O terrorismo manifesta-se de várias formas. Emitir um traque silencioso mas fétido numa sala habitada por outras pessoas e fazer de conta que não é nada connosco - ou até mesmo criar manobras de diversão, como, por exemplo, olhar com desconfiança para a sola dos sapatos ou perguntar ao parceiro do lado se por acaso tem conhecimento de alguma avaria na canalização do prédio - é não só um atitude cobarde que não dignifica quem a toma como ainda por cima deve ser considerado um ato de terrorismo moderno e de alcatifa.
Não é por acaso que eu, já há muitos anos, batizei de assassinos silenciosos os traques expelidos pela calada mas absolutamente podres, que se emitidos numa divisão densamente povoada lançam injustamente a suspeita sobre pessoas cujos intestinos estão completamente inocentes.

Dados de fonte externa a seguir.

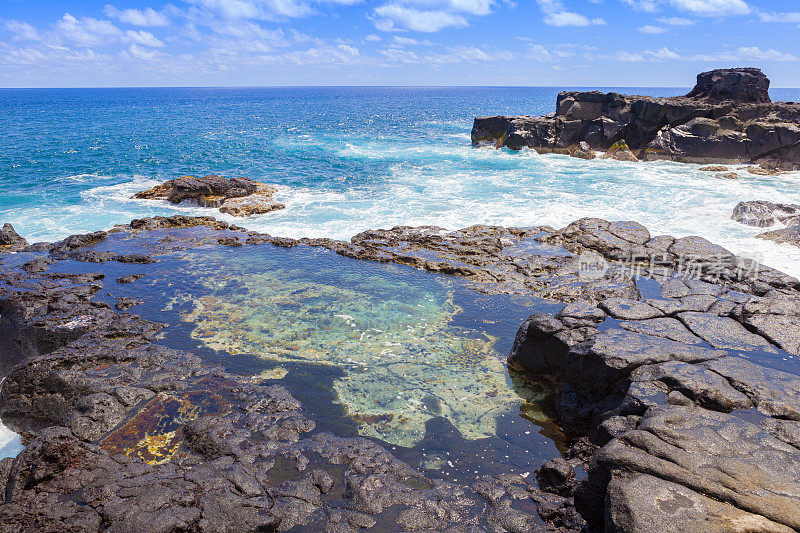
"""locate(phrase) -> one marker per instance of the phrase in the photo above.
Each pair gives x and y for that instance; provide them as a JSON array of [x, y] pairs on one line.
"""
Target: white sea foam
[[452, 185], [10, 443]]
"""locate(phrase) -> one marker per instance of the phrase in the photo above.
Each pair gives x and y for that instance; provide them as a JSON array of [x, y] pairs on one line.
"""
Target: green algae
[[404, 361]]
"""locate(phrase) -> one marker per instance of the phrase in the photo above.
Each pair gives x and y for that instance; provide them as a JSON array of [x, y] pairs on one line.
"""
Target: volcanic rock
[[728, 118], [239, 197]]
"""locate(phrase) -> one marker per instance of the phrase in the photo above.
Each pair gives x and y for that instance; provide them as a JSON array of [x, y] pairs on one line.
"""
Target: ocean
[[345, 160]]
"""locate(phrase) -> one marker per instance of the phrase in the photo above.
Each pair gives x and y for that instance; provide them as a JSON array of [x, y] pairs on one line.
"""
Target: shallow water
[[346, 159], [409, 358]]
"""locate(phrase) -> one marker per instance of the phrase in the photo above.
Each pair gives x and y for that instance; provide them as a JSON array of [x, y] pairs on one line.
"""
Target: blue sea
[[345, 159]]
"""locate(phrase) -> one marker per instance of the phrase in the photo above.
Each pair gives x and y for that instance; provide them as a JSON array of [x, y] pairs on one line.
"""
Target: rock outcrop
[[10, 239], [239, 197], [727, 118], [677, 366], [764, 214]]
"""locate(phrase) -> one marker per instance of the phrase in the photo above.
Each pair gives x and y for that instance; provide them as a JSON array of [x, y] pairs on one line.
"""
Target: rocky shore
[[727, 118], [240, 197], [676, 364]]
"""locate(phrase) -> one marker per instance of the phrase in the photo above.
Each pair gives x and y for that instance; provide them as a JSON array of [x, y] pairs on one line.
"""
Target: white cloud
[[648, 6], [454, 54], [137, 17], [256, 9], [86, 31], [556, 14], [543, 54], [407, 41], [398, 55], [675, 21], [753, 52], [144, 38], [791, 17], [325, 55], [704, 8], [22, 31], [137, 52], [394, 16], [429, 15], [568, 18], [712, 8], [744, 53]]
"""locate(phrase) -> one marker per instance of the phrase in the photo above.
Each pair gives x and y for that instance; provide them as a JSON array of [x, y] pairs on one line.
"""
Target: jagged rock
[[10, 239], [737, 84], [239, 197], [582, 151], [763, 214], [620, 152], [727, 118], [789, 235], [715, 455], [727, 176]]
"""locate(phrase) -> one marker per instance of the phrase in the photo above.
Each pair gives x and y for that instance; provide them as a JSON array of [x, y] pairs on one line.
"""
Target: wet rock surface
[[239, 197], [727, 118], [677, 363]]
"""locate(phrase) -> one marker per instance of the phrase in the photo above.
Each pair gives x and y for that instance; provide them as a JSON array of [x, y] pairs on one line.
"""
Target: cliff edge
[[727, 118]]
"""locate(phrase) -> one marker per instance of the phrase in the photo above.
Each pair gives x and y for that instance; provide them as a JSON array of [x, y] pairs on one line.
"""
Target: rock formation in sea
[[727, 118], [675, 362], [240, 197]]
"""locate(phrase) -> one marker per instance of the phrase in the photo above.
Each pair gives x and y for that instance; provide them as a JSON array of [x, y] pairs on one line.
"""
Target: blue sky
[[79, 43]]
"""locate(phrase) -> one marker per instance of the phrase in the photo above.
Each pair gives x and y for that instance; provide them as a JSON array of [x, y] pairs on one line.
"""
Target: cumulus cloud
[[744, 53], [712, 8], [556, 14], [547, 54], [22, 31], [408, 41], [791, 17], [137, 17], [675, 21], [393, 17], [428, 15], [85, 31], [453, 54], [703, 8]]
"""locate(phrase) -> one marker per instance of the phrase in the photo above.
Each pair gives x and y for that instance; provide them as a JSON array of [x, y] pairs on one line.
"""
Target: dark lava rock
[[234, 196], [737, 84], [763, 214], [696, 433], [727, 118], [130, 278], [123, 304], [556, 475], [10, 239]]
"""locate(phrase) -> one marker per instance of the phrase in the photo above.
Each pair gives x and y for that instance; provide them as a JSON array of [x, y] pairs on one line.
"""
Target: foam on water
[[10, 443], [353, 159]]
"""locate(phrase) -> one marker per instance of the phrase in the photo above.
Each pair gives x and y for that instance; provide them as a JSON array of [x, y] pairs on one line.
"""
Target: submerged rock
[[727, 118], [763, 214], [10, 239], [620, 151], [239, 197]]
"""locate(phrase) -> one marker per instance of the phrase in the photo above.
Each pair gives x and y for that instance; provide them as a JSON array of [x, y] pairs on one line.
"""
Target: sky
[[583, 43]]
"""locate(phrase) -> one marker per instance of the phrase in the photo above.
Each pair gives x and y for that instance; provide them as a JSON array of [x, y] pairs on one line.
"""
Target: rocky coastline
[[239, 197], [727, 118], [675, 362]]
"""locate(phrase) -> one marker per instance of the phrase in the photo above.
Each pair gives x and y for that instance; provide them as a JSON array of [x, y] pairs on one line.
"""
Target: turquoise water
[[345, 159]]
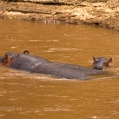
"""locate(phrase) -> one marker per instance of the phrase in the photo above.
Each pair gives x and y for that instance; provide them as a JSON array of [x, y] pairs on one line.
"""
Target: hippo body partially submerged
[[35, 64]]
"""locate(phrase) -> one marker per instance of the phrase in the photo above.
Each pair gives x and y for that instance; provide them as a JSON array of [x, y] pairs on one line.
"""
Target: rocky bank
[[104, 13]]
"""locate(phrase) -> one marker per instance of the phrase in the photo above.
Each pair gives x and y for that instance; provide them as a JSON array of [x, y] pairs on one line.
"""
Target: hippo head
[[8, 57], [100, 62]]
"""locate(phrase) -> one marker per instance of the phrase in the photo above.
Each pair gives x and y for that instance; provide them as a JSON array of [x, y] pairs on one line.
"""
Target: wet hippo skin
[[36, 64]]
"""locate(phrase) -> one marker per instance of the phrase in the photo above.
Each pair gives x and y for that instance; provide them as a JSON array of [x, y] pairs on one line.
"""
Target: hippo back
[[27, 62]]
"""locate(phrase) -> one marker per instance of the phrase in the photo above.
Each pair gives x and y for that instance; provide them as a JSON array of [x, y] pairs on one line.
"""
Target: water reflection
[[39, 96]]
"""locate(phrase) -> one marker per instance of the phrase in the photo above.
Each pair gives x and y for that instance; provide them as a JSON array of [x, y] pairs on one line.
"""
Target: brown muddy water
[[37, 96]]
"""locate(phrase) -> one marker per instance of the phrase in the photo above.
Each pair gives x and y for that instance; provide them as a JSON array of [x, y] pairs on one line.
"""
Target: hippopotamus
[[36, 64], [101, 62]]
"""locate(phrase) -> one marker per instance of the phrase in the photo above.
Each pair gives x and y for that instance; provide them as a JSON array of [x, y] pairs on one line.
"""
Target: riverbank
[[104, 14]]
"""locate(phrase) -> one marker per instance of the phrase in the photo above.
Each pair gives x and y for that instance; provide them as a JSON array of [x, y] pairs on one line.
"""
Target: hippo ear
[[110, 60], [26, 52]]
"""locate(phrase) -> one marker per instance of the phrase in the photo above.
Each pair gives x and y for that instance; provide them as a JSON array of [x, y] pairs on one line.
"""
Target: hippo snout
[[98, 67], [101, 62]]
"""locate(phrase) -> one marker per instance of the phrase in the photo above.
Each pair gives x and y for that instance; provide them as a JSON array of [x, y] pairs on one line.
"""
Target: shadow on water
[[25, 95]]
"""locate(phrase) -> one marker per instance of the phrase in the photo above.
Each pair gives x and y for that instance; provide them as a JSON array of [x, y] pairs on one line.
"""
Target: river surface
[[36, 96]]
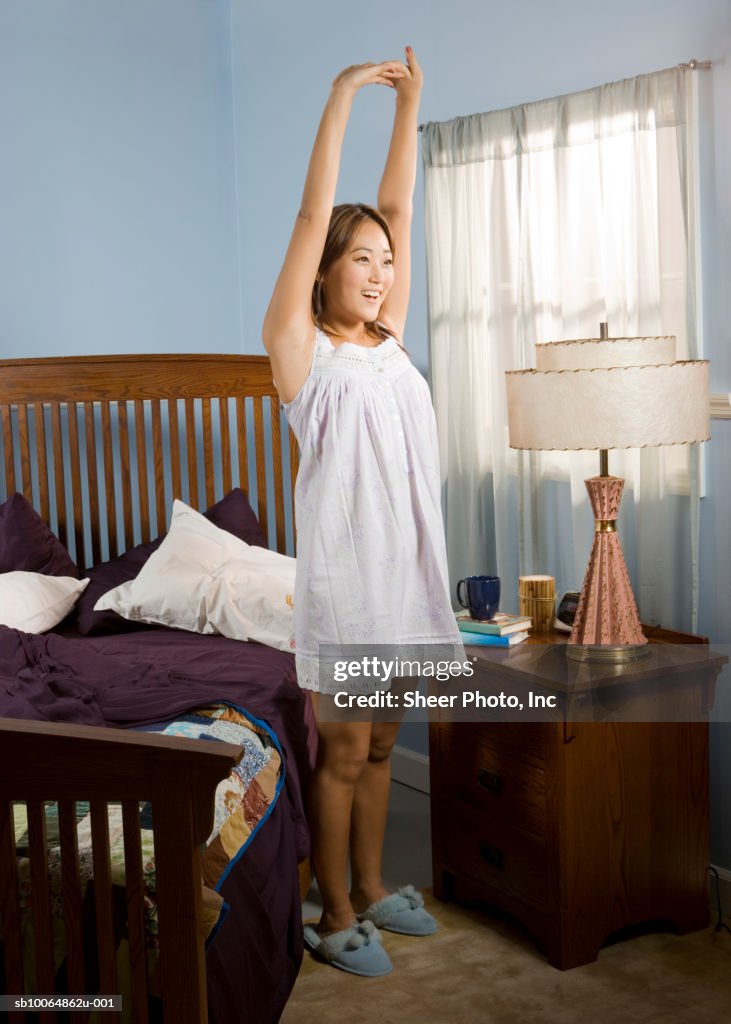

Ninguém está livre de emitir em público um assassino silencioso. Melhor seria fazer das tripas coração e aguentar frima até chegarmos ao aconchego da privacidade de uma casa de banho ou (a melhor opção) de um ambiente aberto e,de preferência, desabitado num perimetro de 25 a 30 metros.
Mas se não for possivel... o que lá vai lá vai. Deve, no entanto, assumir a responsabilidade pelo ato irrefletido e inconveniente do seu intestino, pedindo, em nome dele, desculpa a todos os narizes ofendidos, e, de seguida, abandonar rapidamente a sala (até para não ficar para ali exposto ao cheiro nauseanbundo que saiu das suas próprias entranhas), pronunciando uma frase descontraída, dita com um sorriso nos lábios,como por exemplo:
a) bem, parece que o melhor mesmo é eu ir à casa de banho...;
b) esta minha mania de comer feijão preto e couve mineira a acompanhar a picanha acaba sempre por colocar-me em situações embaraçosas;
c) às vezes não há nada como uma distração destas para acabar com uma reunião que já não adiantava nem atrasava.